I know some of you are probably wondering why I’m writing about a
bass player who is not really known for playing a Fender Bass, although
Bruce did play a Fender VI Bass early on in his career.
The main reason I feel I should include an article about Jack Bruce is his enormous impact on how the electric bass was played and perceived in rock music, regardless of whether he was using a Fender or not.
Born in Scotland in 1943, Jack Bruce gained fame and recognition as
the lead vocalist and bassist of the 1960’s super group Cream. Growing
up in a musical family, Bruce went to the Royal Academy of Music in
Glasgow, Scotland where he studied cello. Soon after he switched to
double bass and became more interested in jazz than classical studies.

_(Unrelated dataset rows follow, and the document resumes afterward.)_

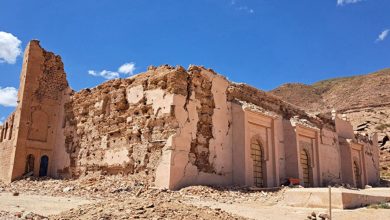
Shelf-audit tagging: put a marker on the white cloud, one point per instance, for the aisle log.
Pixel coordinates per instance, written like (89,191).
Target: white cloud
(8,96)
(127,68)
(241,7)
(10,48)
(105,74)
(246,9)
(346,2)
(383,35)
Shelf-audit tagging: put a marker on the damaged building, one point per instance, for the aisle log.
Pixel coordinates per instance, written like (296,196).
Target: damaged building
(175,127)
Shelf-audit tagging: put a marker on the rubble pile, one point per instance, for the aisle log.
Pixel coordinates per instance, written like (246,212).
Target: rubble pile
(115,197)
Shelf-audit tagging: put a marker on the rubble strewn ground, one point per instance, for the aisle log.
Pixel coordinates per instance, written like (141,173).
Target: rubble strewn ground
(118,197)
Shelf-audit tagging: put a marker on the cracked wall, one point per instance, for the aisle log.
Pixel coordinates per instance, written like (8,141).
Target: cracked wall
(168,127)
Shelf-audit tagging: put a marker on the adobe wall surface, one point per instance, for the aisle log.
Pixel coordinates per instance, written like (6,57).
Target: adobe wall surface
(171,127)
(122,125)
(7,148)
(43,87)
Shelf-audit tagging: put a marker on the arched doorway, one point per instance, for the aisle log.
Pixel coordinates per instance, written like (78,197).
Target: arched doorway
(44,166)
(258,163)
(356,172)
(30,160)
(306,168)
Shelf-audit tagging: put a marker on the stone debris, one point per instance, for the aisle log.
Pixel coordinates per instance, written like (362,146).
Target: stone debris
(116,197)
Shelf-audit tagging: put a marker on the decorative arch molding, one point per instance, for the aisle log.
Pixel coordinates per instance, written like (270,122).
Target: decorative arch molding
(257,153)
(257,138)
(39,125)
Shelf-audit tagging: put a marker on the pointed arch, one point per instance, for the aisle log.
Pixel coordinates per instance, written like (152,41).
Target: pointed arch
(307,173)
(259,165)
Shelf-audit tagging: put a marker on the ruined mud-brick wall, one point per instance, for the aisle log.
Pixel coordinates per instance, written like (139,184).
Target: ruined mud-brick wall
(125,125)
(7,138)
(122,125)
(371,157)
(244,92)
(169,125)
(43,90)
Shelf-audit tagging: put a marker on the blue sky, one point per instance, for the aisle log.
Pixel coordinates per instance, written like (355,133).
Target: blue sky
(264,43)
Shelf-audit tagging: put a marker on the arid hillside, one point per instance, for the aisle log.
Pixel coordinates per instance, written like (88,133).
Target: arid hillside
(364,99)
(371,90)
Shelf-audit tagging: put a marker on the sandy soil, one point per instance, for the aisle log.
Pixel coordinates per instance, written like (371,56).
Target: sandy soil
(119,198)
(255,210)
(42,205)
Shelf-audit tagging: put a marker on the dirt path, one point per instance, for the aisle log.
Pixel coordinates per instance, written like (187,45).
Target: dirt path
(42,205)
(255,210)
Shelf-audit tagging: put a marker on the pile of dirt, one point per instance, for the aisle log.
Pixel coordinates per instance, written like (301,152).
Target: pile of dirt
(115,197)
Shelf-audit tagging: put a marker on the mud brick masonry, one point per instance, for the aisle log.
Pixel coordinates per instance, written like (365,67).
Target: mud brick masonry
(175,127)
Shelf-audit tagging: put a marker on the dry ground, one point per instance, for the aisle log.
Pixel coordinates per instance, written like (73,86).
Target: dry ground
(114,197)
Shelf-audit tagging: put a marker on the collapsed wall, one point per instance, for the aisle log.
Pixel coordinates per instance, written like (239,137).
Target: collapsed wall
(172,127)
(30,133)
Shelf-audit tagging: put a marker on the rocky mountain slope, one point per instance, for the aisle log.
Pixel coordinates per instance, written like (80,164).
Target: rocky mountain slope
(364,99)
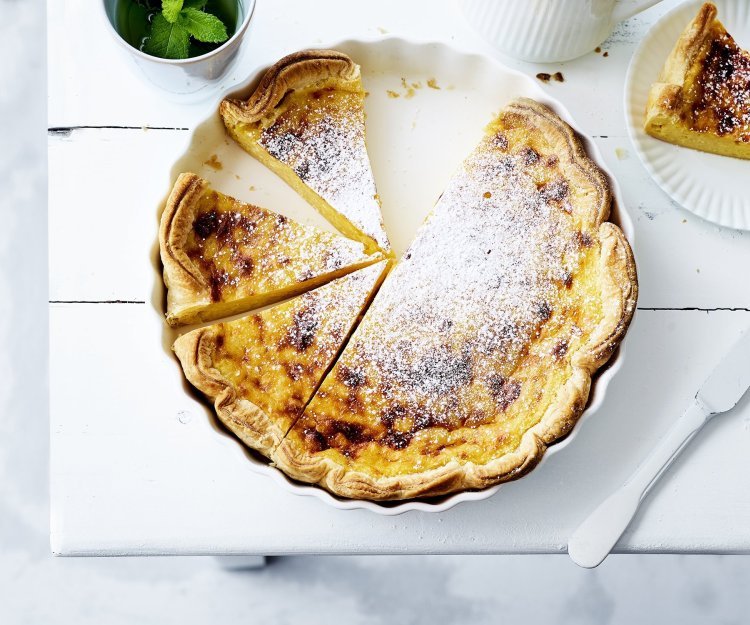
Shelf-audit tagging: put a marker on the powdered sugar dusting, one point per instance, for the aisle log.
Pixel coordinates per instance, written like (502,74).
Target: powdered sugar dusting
(329,155)
(720,98)
(472,290)
(244,249)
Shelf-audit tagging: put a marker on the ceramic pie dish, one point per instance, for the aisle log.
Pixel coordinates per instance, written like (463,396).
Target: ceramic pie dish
(434,82)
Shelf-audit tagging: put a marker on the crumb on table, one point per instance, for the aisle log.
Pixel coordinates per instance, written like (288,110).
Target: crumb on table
(214,163)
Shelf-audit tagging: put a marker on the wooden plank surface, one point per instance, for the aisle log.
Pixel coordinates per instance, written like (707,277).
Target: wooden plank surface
(127,434)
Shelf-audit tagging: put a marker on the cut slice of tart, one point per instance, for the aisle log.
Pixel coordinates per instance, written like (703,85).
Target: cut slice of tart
(306,122)
(261,370)
(702,97)
(478,351)
(222,256)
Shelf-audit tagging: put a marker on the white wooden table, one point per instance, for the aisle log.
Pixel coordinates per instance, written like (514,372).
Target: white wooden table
(129,468)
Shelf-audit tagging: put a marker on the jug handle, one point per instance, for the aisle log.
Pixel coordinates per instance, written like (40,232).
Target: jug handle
(625,9)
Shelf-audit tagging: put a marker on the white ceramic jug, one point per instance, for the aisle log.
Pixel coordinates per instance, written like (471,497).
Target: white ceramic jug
(548,30)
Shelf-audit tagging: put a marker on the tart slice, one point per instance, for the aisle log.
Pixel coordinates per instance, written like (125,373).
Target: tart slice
(702,97)
(306,122)
(261,370)
(222,256)
(479,349)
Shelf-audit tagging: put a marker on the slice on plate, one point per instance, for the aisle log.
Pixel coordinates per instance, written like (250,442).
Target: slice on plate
(702,97)
(478,351)
(222,256)
(261,370)
(306,122)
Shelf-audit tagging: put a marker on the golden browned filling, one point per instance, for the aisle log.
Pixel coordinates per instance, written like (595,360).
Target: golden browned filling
(276,358)
(319,132)
(717,89)
(242,250)
(470,337)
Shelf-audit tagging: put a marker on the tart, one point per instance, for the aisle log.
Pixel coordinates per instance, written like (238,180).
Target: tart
(702,97)
(222,256)
(261,370)
(479,349)
(306,122)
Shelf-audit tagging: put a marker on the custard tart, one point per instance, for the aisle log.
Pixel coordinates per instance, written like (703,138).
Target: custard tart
(702,97)
(222,256)
(479,349)
(261,370)
(306,122)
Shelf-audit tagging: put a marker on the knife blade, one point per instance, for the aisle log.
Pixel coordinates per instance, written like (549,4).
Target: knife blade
(722,391)
(728,383)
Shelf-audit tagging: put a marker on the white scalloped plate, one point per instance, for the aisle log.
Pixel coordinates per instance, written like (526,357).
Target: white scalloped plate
(711,186)
(415,142)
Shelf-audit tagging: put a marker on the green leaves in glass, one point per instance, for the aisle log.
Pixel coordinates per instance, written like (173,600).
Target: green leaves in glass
(178,21)
(203,26)
(168,41)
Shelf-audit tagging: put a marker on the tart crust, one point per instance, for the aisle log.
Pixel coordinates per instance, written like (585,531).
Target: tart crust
(702,97)
(223,257)
(375,430)
(261,370)
(306,122)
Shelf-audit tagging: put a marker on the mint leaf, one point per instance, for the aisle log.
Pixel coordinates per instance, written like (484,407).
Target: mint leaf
(203,26)
(171,9)
(168,41)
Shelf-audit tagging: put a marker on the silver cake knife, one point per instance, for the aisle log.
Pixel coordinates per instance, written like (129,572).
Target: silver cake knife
(722,391)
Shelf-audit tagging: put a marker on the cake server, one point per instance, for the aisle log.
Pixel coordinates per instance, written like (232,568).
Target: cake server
(722,391)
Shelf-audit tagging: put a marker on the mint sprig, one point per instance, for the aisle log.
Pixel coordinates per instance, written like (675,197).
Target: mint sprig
(178,21)
(203,26)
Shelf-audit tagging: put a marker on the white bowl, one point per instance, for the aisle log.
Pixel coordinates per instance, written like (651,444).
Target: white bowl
(185,76)
(415,143)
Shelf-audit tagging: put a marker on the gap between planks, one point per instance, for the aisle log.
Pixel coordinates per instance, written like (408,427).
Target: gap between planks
(66,131)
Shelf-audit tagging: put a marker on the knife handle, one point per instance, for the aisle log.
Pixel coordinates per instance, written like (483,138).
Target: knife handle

Playing upright bass in jazz and dance clubs, Jack saw a blues band that
featured an electric bass player. He was immediately fascinated by this
“new” instrument and soon purchased a cheap electric bass guitar and
began experimenting with it.
Bruce was much more interested in playing the electric bass more like a guitar, rather than just playing roots and fifths like most bassists of the day. Hugely influenced by the great Motown bassist James Jamerson, Bruce began to develop a busy, lead bass style using melodic phrasing and complex syncopation. In 1965 Bruce was playing for the Graham Bond Organization on upright but soon decided to switch to his electric bass and push the boundaries.
After experimenting with several different basses, Bruce purchased a
Fender Bass VI, (one of the few notable bassists to play one). This
instrument had a 30″ scale, three pickups, a tremolo bar and six strings
tuned just like a guitar only an octave lower. Using his new short
scale 6 string Fender, Jack’s busy, complex style so annoyed drummer
Ginger Baker, that it got him fired from the band. After that experience
Jack briefly joined John Mayall & the Bluesbreakers where he met
soon to be legendary guitarist Eric Clapton. Less than a year later
Bruce was asked by Clapton to join his newly formed band, which they
eventually named Cream. Clapton had some serious persuading to do when
it came to Ginger Baker who was not fond of Bruce’s busy, lead bass
Bruce used his Fender Bass VI on Cream’s first album Fresh Cream. His playing on this record was not yet fully formed, but you can hear him pulling away and entering areas that other bass players of the time wouldn’t dare go. I good example of this early style is heard on “I Feel Free” where he uses repeated riffs mixed with quick melodic sections that both drive the song and glue it together. Bruce truly believed that the electric bass should be able to stand alone in the mix and take more of a melody role in rock music.
After a brief stint using a Danelectro Long Horn Bass, Jack switched to a four string Gibson EB-3 bass that he found secondhand in a pawn shop. This is the bass he used on Disraeli Gears and would come to define his sound. The small, short scale Gibson was perfect for his busy, exploring lines and note bending, blues-laden riffs. Bruce’s tone had also changed at this time. The bass now sounded very distorted and even more up front in the mix…a sound he would become famous for. During this time Bruce usually played through a stack of 4 x 12 Marshall bass cabinets powered by Marshall 100 heads. This sound and approach would have a huge influence on rock bassists for years to come.
On songs like “Spoonful,” the epic 17 minute live track, Bruce displays his improvisational talents switching from double-time blues to R&B to heavy rock with the greatest of ease. He even takes on a solo after a duet with Clapton in a bluesy call and response section. On “Politician” he sings and plays two completely different lines with no problems. “I’m so Glad” features some of Bruce’s most soulful playing and high tempo syncopated fills with plenty of bluesy bent notes.
Being the lead vocalist and songwriter of the band gave him more influence on how the bass would sound and how the bass lines could be expressed and shaped to fit his powerful vocals. The interplay between Bruce, Clapton, and Baker is regarded by many to be the pinnacle of heavy blues rock. The group only lasted about three years, but Cream’s mix of blues, psychedelic rock, jazz and extended live jams has had an enormous influence on numerous bands that followed. Jack Bruce’s bass playing was one of the main reasons so many young musicians decided to take up bass rather than guitar.
After Cream broke up in 1968, Bruce started a solo career that saw him working with many different musicians in several genres. He has recorded and performed with John McLaughlin, Tony Williams, Mitch Mitchell, Mick Taylor and even made a guest appearance on Frank Zappa’s album Apostrophe’.
Bruce was diagnosed with liver cancer in 2003 and almost died when a liver transplant was rejected by his body. Amazingly, he recovered and was playing again within a year! Cream reunited briefly in 2005 playing a handful of live shows in London and New York City. Jack Bruce is still playing and recording solo albums as well as collaborating with many other artists, and hopefully for our sake that will continue for a long time to come.